Pieces.................Longest Mate
----------.................--------------------
K+Q vs K.................10 moves
K+R vs K.................17 moves
K+B+B vs K.............18 moves
K+B+N vs K.............34 moves

All but the K+B+N vs K should be essentially the same on a 10x8 board, where any extra number of required moves would be small and due only to the extra space on a 10x8 board. The K+B+N vs K on a 10x8 board is more interesting, as Ed has pointed out. Once the lone King has been forced to a corner opposite in color from the Bishop, the lone King must be forced to the closer corner of the same color as the Bishop, otherwise the corralling procedure will fail. I haven't studied this enough to know for sure if it can be forced at all (although I suspect Ed has worked it out). The K+C vs K is easy since a Chancellor can be used as a "supercharged Rook." The K+A vs K is not really hard, but the procedure certainly has no counterpart in regular 8x8 chess, so seems strange when an 8x8 chessplayer first tries it.

I'm not sure I understand why Ed thinks the Lucena position needs a complete rewriting on a 10x8 board. The winning procedure is independent of the "width" of the board and would be the same on a 20x8 board. I suspect that many, if not most, endings do not really depend a great deal on the "width" of the board (the K+B+N vs K ending being a notable exception); the "height" of the board is the determining factor. I freely admit that I don't have a proof of this assertion, but it would surprise me if 8x8 endgame theory changed significantly on a 10x8 board. For those who are interested, a more dramatic geometric effect is produced by using an Omega Chess board (10x10 with 4 corner squares).

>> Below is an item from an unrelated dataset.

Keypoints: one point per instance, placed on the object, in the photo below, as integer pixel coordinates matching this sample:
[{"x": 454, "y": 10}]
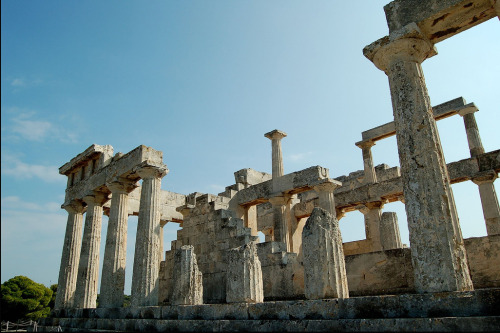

On this board, several strange things happen:
1. K+R can no longer force mate on a lone K.
2. K+B+N can no longer force mate on a lone K.
3. An _unassisted_ Queen can force mate on a lone King.
4. K+N+N _can_ force mate on a lone K.
Omega Chess turns out to be a much slower game than Gothic Chess, and I'll leave it at that, since this is a Gothic Chess discussion board (and Gothic Chess is more exciting anyway).